Turn It On

Building Blocks

So how can you up your creativity? When Vance steps in to put a business on a creative path, his first suggestion might seem odd: Get real.

"Forget all the positive thinking stuff you've learned. It's a barrier to creativity," urges Vance. "The only place to start being more creative is to ask yourself how things really are--and to honestly answer that question. Often entrepreneurs kid themselves, seeing only what they want to see. But the universe isn't so forgiving."

Mind you, Vance isn't advising entrepreneurs to plunge into pessimism. "You need a dream," he says. "Walt Disney, with whom I worked for many years, certainly had dreams. But he understood reality and what he needed to do to succeed."

So let's put it bluntly: Don't overestimate your product or service, don't underestimate your competitors, and never exaggerate consumer demand for what you're doing. That leads to delusion, not creativity, says Vance.

The next building block, says Vance, involves turning up the tension. Doesn't tension stifle creativity? Not according to Vance: "I must have 5,000 books in my library that say you need a relaxed, at-ease environment to promote creativity. But my personal experience says the opposite works best. The creative juices flow where there's conflict and tension that puts people on edge."

Vance isn't suggesting that companies adopt cultures akin to war zones, but he praises workplaces where people can speak their minds--even when it ruffles feathers. "At Apple, Steve Jobs was the grain of sand in the oyster, the irritant--and the Mac resulted," Vance says. "Almost any company will benefit from irritants on staff. Don't put too much emphasis on harmony--that can undermine the commitment to creativity."

A third building block is laughter. "Humor can really foster creativity," says Vance. "Thomas Edison started every workday with a joke-telling session--and look at the creativity that came out of his lab. Humor is the unmasking of the hypocritical, and what makes us laugh often is seeing how things are screwed up--then, sometimes, seeing how we can fix them. Whenever I go into a company and don't hear much laughter, I know it's not a creative place."

The fourth building block is to equip a "kitchen for the mind," an idea Vance brought home from his tour as a soldier in the Korean War. Over there, he called a sleeping bag home, and a lonely, even frightening home it was--until an idea clicked in his head, and he transformed a standard government-issue sleeping bag into his own "kitchen for the mind," a place where he could go beyond fear into creativity.
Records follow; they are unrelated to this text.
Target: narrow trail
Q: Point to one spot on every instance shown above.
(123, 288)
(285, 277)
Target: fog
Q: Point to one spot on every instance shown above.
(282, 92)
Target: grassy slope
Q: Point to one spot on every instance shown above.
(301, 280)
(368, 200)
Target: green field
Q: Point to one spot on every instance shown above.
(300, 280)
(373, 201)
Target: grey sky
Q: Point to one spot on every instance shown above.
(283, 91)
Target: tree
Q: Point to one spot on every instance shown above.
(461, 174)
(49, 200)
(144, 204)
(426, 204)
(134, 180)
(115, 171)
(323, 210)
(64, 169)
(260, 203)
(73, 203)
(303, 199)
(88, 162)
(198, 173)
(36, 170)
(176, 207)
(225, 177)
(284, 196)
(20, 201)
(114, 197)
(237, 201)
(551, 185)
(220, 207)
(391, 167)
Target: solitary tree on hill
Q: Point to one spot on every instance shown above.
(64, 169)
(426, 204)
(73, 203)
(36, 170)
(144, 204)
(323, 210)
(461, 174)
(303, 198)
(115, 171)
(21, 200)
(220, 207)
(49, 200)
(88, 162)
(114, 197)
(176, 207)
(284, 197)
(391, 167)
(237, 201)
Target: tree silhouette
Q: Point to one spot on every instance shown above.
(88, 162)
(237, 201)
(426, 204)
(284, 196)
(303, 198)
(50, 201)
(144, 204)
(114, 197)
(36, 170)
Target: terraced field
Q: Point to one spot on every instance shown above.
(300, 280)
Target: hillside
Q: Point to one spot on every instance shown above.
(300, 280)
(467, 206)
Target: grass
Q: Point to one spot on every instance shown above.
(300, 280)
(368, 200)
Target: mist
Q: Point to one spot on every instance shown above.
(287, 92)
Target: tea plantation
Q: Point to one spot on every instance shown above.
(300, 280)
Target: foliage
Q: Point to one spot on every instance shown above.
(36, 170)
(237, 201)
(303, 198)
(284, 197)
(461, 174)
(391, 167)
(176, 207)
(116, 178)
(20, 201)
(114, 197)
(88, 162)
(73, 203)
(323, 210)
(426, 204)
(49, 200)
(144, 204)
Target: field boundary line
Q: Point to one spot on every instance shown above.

He did so by augmenting the spartan sleeping bag with personal touches--family photos, books, writing paper, a radio, tins of cookies, and other creature comforts scrounged from a limited universe of possibilities. These small changes radically transformed the bag into a place where Vance felt at home--and where good ideas came into his head.

The relevance for business? "Every business needs a kitchen for the mind--a space designed to nurture creativity," says Vance. Supplies needn't be costly or elaborate--a chalkboard, a meeting table, a coffee pot, maybe a stereo, possibly toys (like the Girards' darts), and "anything else that stimulates creative juices in you and your team," adds Vance. "In teaching creativity for years, I have found that one of the biggest ingredients is having a communal meeting space that encourages it."

Corporate behemoths from GE to Motorola have been busy setting up their own creative kitchens, equipped with everything from VCRs to high-powered multimedia computers. Can't compete with those expenditures? The good news for entrepreneurs is that "when people's resources are limited, their ingenuity can go crazy, [and they can] really come up with great ideas," says Vance. "Never listen to people who say entrepreneurs don't have the resources for creativity. You have all you need."

A final building block agreed on by almost every creativity teacher is to challenge the status quo. "Conformity to the status quo is a real enemy of creativity," says Vance.

Need an example? Twenty years ago, everybody knew that computers were coming and believed that the fight for dominance would be between mainframes and minicomputers. As for personal computers, they were hobbyists' toys, useless for business computing. Silly as that sounds, everybody believed it to be true--and only renegades like Bill Gates and Steve Jobs saw a different potential for PCs.

"The real beginning point for creativity is emptying your mind--pushing out the ideas you know to be true," says Gleason. "The more successful a businessperson is, the more resistance there can be to doing this. But if you don't, you cannot be really creative."